Although official COVID deaths are already over 1.1 million, excess deaths in the US are over 15 percent higher than in pre-pandemic years, or up by more than 1.25 million deaths. These are not just due to an undercount of COVID deaths and deaths as a byproduct of previous COVID infection. They also relate to the broader impact the pandemic has had on a social scale. For instance, the reason behind the drop in life expectancy in the US stems from higher mortality among young people.
The pandemic has not only exposed the rot in capitalism, but it has also heightened its destructive tendencies. And with the end of the official public health emergency, the impact on the health care system is expected to be catastrophic.
In light of these developments, a barely mentioned modeling study conducted by Airfinity found that there was a 27.5 percent chance that a pandemic as deadly as COVID-19 could take place in the next 10 years. Airfinity is a UK-based predictive health analytics company whose modeling was followed closely during China’s abandonment of Zero-COVID that led to mass rates of infections and deaths at the turn of the year.

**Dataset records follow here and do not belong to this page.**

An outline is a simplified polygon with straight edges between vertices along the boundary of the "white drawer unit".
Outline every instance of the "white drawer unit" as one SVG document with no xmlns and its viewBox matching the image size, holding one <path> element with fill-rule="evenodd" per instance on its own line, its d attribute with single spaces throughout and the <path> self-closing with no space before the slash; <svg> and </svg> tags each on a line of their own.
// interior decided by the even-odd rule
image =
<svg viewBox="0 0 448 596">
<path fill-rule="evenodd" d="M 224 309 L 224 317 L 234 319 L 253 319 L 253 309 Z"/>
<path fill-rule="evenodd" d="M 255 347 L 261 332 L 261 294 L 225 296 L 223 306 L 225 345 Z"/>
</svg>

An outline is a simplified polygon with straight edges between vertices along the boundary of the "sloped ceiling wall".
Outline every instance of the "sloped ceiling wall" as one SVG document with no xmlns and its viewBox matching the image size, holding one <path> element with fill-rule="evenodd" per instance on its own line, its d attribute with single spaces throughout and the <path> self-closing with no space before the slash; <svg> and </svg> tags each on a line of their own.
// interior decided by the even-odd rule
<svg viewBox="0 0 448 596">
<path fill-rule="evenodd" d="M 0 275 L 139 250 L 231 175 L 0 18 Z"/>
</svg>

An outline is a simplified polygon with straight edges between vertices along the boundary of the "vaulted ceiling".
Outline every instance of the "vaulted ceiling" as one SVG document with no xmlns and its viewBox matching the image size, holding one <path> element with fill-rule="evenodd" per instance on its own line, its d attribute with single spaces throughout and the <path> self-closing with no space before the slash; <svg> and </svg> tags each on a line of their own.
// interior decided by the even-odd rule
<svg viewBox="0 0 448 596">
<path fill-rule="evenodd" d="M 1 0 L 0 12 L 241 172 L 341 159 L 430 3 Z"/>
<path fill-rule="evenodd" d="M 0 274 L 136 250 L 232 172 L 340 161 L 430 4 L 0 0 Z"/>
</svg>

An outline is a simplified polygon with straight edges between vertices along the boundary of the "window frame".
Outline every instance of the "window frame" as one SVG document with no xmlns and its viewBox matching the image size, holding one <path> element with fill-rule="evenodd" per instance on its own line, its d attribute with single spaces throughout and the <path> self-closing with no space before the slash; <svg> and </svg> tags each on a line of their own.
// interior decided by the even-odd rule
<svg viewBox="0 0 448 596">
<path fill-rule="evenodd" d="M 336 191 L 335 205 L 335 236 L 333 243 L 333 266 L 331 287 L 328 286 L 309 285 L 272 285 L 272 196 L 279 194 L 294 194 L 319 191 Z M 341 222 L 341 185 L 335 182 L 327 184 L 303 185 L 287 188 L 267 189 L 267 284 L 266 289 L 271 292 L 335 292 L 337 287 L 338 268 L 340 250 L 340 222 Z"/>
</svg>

The report states, “This new risk-assessment outlines the likelihood of future pandemics under varying degrees of severity. It shows that in a worst-case scenario, an avian flu type mutation that transmits from human to human could kill as many as 15,000 people in a single day in the UK.” They continued, “In recent times, we have seen an increase in the frequency of virus emergence. Climate change, the rise in international travel, a growing global population and the increasing threat posed by zoonotic diseases are some of the main factors contributing to the increase in high-risk outbreak incidences.”
It is precisely in regard to such global catastrophic developments that the refusal to develop an internationally based pandemic response infrastructure could prove disastrously fatal.